Creó una cárcel ficticia en los sótanos del centro. El objetivo: estudiar el comportamiento de un grupo de 24 voluntarios universitarios; 12 harían de carceleros y 12, de presos. El reparto de roles fue completamente azaroso, pero la selección de los participantes fue escrupulosa: buscaban jóvenes ‘normales’. Nada de antecedentes de agresión ni comportamientos sociópatas. A las 24 horas de comenzar el experimento –que ha pasado a formar parte de los manuales universitarios de psicología social– aparecieron los primeros abusos por parte de los ‘carceleros’. Muy pronto habían olvidado que aquello era un juego. El experimento tenía una duración prevista de dos semanas, pero se suspendió a los seis días para salvaguardar la integridad física y mental de los participantes; no sólo hubo abusos de autoridad, sino también malos tratos, agresiones físicas y crisis de ansiedad.

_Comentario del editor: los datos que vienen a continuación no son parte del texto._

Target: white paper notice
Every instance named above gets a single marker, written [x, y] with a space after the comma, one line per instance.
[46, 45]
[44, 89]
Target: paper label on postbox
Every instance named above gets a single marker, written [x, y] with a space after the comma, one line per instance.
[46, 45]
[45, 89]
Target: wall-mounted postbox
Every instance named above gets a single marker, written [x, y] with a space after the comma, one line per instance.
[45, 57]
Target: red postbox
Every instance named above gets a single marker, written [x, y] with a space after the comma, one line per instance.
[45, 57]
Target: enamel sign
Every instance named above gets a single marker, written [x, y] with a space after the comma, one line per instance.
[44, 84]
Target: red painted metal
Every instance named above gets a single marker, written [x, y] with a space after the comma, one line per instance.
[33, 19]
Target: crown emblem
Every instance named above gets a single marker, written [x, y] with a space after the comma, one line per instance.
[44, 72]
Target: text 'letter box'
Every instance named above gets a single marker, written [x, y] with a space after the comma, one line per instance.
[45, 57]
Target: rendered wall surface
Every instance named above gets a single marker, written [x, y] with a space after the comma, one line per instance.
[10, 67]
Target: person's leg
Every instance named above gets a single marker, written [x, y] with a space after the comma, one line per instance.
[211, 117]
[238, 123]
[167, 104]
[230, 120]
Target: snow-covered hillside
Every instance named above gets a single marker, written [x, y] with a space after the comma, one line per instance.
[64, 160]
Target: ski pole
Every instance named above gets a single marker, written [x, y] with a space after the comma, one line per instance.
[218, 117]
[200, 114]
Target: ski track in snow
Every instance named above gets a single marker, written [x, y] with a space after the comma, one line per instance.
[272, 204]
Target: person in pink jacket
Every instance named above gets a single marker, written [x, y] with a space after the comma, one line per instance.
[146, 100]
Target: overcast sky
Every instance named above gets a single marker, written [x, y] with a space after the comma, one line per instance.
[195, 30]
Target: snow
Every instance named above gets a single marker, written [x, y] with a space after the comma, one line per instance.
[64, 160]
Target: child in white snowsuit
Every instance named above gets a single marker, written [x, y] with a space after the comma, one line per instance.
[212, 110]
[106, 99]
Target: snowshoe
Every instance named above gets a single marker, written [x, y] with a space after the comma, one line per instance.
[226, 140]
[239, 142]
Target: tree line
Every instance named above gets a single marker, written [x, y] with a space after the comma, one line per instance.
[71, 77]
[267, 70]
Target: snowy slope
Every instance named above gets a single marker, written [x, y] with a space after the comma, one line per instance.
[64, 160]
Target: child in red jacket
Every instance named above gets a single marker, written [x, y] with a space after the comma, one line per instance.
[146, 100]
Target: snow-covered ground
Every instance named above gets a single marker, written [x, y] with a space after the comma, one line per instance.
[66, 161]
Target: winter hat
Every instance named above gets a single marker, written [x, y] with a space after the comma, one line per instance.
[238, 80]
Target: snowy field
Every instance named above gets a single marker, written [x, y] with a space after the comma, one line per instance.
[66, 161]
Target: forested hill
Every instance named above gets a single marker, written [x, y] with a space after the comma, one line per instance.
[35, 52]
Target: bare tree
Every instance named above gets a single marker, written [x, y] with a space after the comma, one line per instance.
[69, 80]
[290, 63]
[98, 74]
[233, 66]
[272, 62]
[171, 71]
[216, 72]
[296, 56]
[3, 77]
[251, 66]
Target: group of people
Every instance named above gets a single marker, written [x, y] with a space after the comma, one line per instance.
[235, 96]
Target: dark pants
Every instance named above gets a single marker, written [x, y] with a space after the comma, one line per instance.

¿Conclusión? Cualquiera, incluso la persona más preparada, más tranquila, más amante de los animales y de los niños, puede ser un torturador. "éste es, precisamente, el núcleo duro de su teoría: todos llevamos un potencial torturador en nuestro interior. Y es relativamente sencillo que salga a la luz. Así lo explica él: «La mente humana nos da el potencial para el bien y el mal; podemos ser santos o pecadores, atentos o indiferentes. Que ese potencial salga a la luz no sólo depende de nosotros, sino de las situaciones en las que nos encontremos»."
No ha sido la única vez que se ha hecho un experimento de este tipo con malas consecuencias. Como se indica en este artículo, el psicólogo Stanley Migram trató de dar respuesta a una pregunta muy concreta: hasta donde somos capaces de llegar por obediencia.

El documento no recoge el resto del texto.